Dramatic pictures but there is no mention I noticed which describes the period of exposure. Are you implying these pictures reflect the process I described or are they the result of a prolonged "submerged" exposure?


----------



## MetalFinisher (May 14, 2010)

Exposure was un-agitated 15 minutes followed by 12 hours un-agitated. The most noticeable effect was in the first 15 minutes. While it is unlikely that you would wipe or be able to contact an in-situ boat part for 15 minutes. Make no mistake the passive layer is being removed and your just rolling the dice for future corrosion and part failure.


----------



## k1vsk (Jul 16, 2001)

That type exposure, as you describe, to produce those results is vastly different from simply and judiciously removing rust stains and flushing the residue with water but I can certainly agree that any prolonged exposure of ANY metal to acid can be detrimental.


----------



## L124C (Oct 4, 2007)

Since I didn't even know SS had a "passive chromium oxide layer", think I'm going to listen to the Metalfinisher!


----------



## Maine Sail (Jan 6, 2003)

L124C said:


> Since I didn't even know SS had a "passive chromium oxide layer", think I'm going to listen to the Metalfinisher!


Spotless Stainless works wonders!! It is citric based so falls into the _passivating_/safe for SS category not the _damaging_/unsafe for SS category when it comes to acids.
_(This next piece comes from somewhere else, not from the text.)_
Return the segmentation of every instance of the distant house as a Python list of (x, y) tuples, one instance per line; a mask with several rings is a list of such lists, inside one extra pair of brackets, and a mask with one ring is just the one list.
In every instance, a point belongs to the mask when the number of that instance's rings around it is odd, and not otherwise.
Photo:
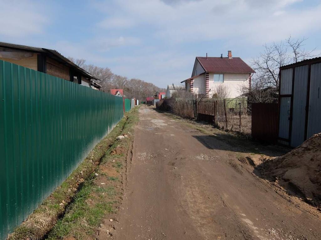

Nitric and Citric are the two acids that can physically passivate or repassivate SS. You can't easily get nitric.....

No other acids should be used on SS other than Citric or Nitric, unless you want to risk permanent damage.

Muriatic/Hydrochloric, Oxalic etc. should NOT be used on SS.. MetalFinisher is spot on about this.....


----------



## copacabana (Oct 1, 2007)

What about phosphoric acid?


----------



## Brent Swain (Jan 16, 2012)

Muriatic acid removes rust from fibreglass instantly. Then splash water on immediately, to avoid staining.


----------



## rhr1956 (Dec 18, 2010)

I tried to clean up o length of chain by soaking in diluted muriatic acid. It turned the galvanized chain black in about 2 minutes. I worked for an hour trying to get the black off using soap and hot water and a scrub brush. Finally throug the chain in the trash and got a new one.


----------